Outre la confirmation du succès du Musée Magritte (ouvert en 2009,) la décennie a vu arriver un nouveau musée consacré à l’art moderne et contemporain, Kanal, sur le site de l’ancienne concession Citroën, quai des Péniches. Kanal a pré-ouvert en 2018 avant une transformation et une véritable inauguration annoncée en 2002.

L’adieu à l’Océade et à Bruparck

Néo, le projet encore balbutiant de réaménagement du plateau du Heysel a déjà fait deux victimes: la village Bruparck et l'Océade. Le parc aquatique Océade (Océadium) a fermé ses portes en septembre 2018 avant d’être démonté. Océade, inauguré en 1988, accueillait jusqu’à 250.000 nageurs par an.
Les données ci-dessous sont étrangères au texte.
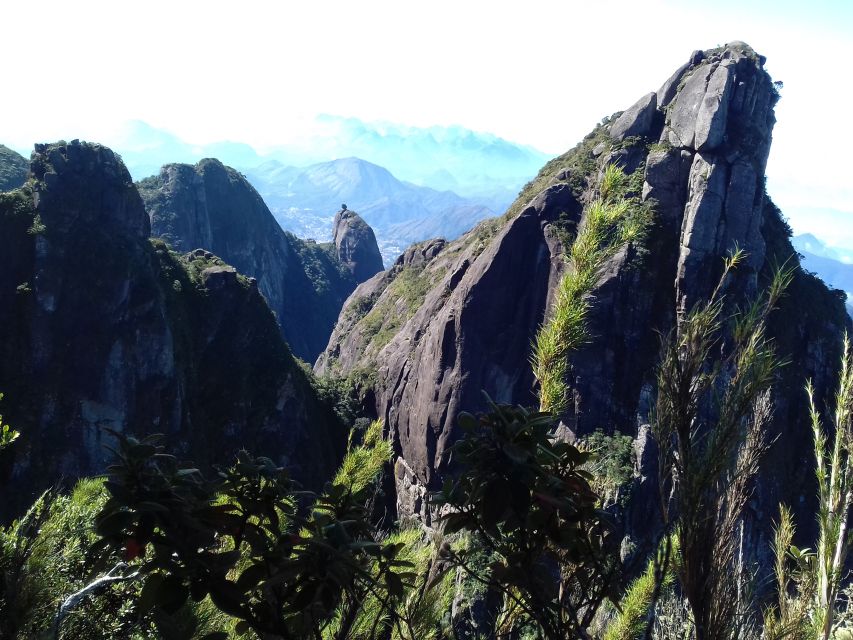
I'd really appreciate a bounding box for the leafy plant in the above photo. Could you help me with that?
[0,393,21,451]
[434,401,618,639]
[87,433,414,638]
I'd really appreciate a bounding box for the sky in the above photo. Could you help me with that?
[5,0,853,246]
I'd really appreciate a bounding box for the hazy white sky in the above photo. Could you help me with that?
[5,0,853,243]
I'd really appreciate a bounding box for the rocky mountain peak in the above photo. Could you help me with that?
[332,205,383,283]
[30,140,151,238]
[0,141,344,517]
[317,43,849,519]
[0,144,30,191]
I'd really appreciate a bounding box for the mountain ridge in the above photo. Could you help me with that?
[315,43,850,556]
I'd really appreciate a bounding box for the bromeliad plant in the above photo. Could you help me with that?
[88,424,414,640]
[764,336,853,640]
[434,401,618,640]
[652,251,792,640]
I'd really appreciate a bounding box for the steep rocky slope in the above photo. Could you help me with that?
[0,141,344,510]
[139,159,381,361]
[315,43,849,544]
[332,208,382,283]
[0,144,30,191]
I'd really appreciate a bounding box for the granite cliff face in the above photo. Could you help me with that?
[0,144,30,191]
[0,141,344,510]
[316,43,849,529]
[332,209,383,283]
[139,159,381,362]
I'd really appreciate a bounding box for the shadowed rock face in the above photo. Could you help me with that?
[317,43,849,556]
[0,141,344,514]
[332,209,383,283]
[139,159,382,362]
[0,144,30,191]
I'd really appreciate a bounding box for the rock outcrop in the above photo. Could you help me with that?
[0,144,30,191]
[139,159,382,362]
[0,141,345,514]
[332,209,384,283]
[316,38,850,560]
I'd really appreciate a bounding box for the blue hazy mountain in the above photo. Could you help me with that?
[113,116,549,210]
[106,116,548,263]
[791,233,853,315]
[245,158,495,264]
[274,115,549,208]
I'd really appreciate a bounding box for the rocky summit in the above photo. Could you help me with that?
[138,159,382,362]
[332,205,383,283]
[0,144,30,191]
[0,141,344,513]
[316,43,850,552]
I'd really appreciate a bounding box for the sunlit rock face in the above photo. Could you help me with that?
[0,141,345,514]
[316,43,849,568]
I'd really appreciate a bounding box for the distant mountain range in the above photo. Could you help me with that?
[53,116,548,265]
[63,115,550,202]
[791,233,853,315]
[246,158,496,265]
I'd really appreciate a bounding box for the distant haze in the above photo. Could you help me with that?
[0,0,853,250]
Un nouveau shopping: Docks

Depuis 2016, Bruxelles compte un nouveau centre commercial, le Docks Bruxsel, le long du canal et du pont Van Praet. Il compte plus de 100 magasins. Ce nouveau shopping a eu du mal à trouver son public. D'ailleurs, après avoir été revendu par Equilis (Mestdagh) peu après son inauguration, le Docks s'est séparé de plusieurs enseignes jugées trop haut de gamme. En tout cas, il est le premier des trois shoppings annoncés (avec Uplace et Neo) réalisés dans cette partie de Bruxelles.